We recommend future research to further explore undesired consequences of adherence to clinical guidelines in general practice. We also recommend the theoretical basis for guideline development to be scrutinized.

Strengths and limitations

With the aim to assess the possible implications of multimorbidity for the follow-up of stroke in general practice, we see it as a major strength that we analyzed data from the GPs’ own documentation, rather than self-reported disease counts, for instance. In this way, we could assess the extent of multimorbidity from the GP’s point of view. All data collection was done by the same person, eliminating the risk of inter-observer differences in the review of the medical records or data registration, although intra-observer variations cannot be excluded. The retrospective nature of the medical records bares the risk of overestimating disease counts by including outdated diagnoses. However, the chronicity of most of the conditions considered makes this a minor source of potential bias. On the other hand, there may be some diagnoses missing in the GPs’ documentation.

We found a high degree of multimorbidity among stroke survivors. There was no reason to believe that the patients in this study had particularly many co-morbidities compared with other stroke survivors. On the other hand, there were some reasons to assume the opposite. We excluded patients in nursing homes. It is a fair assumption that these were the patients with the greatest burden of disease.

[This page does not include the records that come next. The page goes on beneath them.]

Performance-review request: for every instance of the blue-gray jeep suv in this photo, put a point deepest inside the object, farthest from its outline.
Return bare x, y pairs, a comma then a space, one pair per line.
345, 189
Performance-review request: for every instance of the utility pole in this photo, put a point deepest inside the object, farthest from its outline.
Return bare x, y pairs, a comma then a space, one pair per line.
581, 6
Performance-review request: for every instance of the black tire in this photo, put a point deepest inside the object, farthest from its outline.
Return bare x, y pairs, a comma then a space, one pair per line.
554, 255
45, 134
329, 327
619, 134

The inclusion of patients started out wide. There was, however, a low degree of participation among invited patients. Possible explanations for this could be poor health and impaired physical and mental functioning among the patients. Impaired physical and mental functioning is associated with stroke as well as with multimorbidity [49,50,51]. It is therefore possible that the patients with the most complex multimorbidity were excluded in our study.

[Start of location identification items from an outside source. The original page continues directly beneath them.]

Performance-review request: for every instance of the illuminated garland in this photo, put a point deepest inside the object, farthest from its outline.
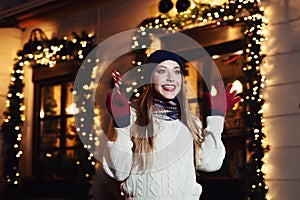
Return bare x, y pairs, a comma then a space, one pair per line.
45, 53
250, 13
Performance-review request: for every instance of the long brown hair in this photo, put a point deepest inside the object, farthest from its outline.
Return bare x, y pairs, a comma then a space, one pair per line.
142, 132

It may be regarded a weakness that the patient examples were hypothetical and not real patients. However, presenting real patient cases was deemed to risk the anonymity of the participants. Instead, a representative combination of conditions was strived for in the examples. The combinations of chronic conditions for the analysis were not influenced by the complexity of the relevant guidelines, i.e., there was no preference for conditions with comprehensive follow-up regimens. The criteria were that the condition was relatively frequent among the participants and that there should be specific guidelines for the condition. However, the combinations of conditions are to a large extent consistent with known patterns of co- and multimorbidity. Example 1 features the combination of stroke and COPD. The association between these conditions is previously described [52]. The association between stroke and RA in example 2 is also previously described [53, 54]. A disease cluster of cardiovascular diseases, metabolic diseases and mental health problems similar to that used in example 3, has previously been pointed out in a Norwegian population-based study on multimorbidity [18]. Associations between musculoskeletal problems and mental health problems and between musculoskeletal problems and cardiovascular problems was also identified in the same study [18].

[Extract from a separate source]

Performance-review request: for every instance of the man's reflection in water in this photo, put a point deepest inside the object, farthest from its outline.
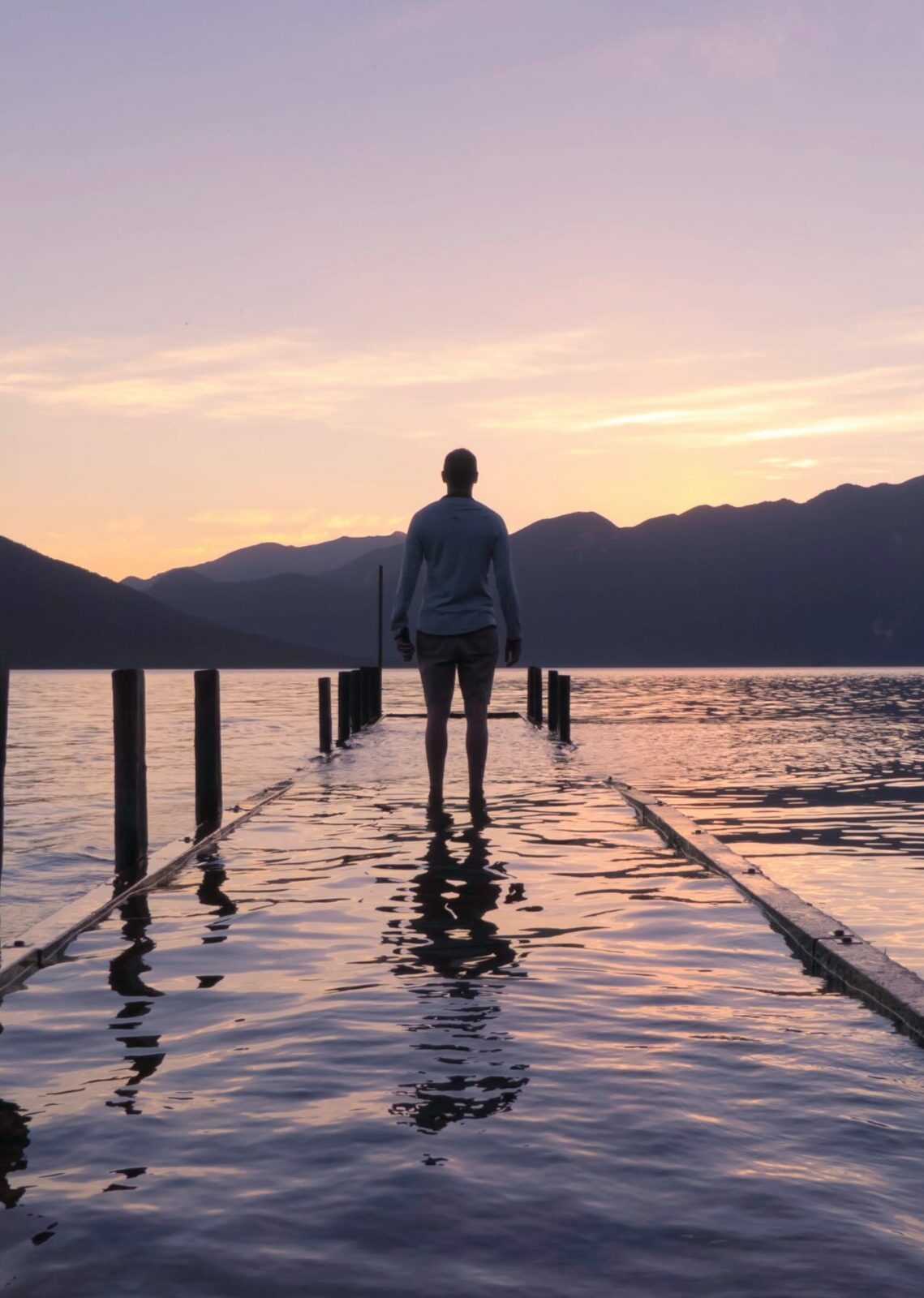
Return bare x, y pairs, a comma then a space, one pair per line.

Despite weaknesses, we claim the findings to be valid for the extent of multimorbidity among stroke survivors residing in the communities in this county.

Conclusions

This study included stroke survivors residing in the communities. The GPs play a key role in the post-stroke follow-up of these patients. While guidelines for the follow-up exist, we have previously documented that adherence to these guidelines is weak [3]. In the present study, we have documented that all participants met the criteria for multimorbidity. Furthermore, we have demonstrated how adhering to the guidelines for each condition is a challenge, even for patients with few co-morbidities. For patients with more complex multimorbidity, adhering to the guidelines must be overwhelming and unmanageable for the GP. In this way, multimorbidity had a clear impact on the basis for the follow-up of patients with stroke in primary care. The findings provide new dimensions to the understanding of non-adherence to guidelines which should have implications for development of future guidelines.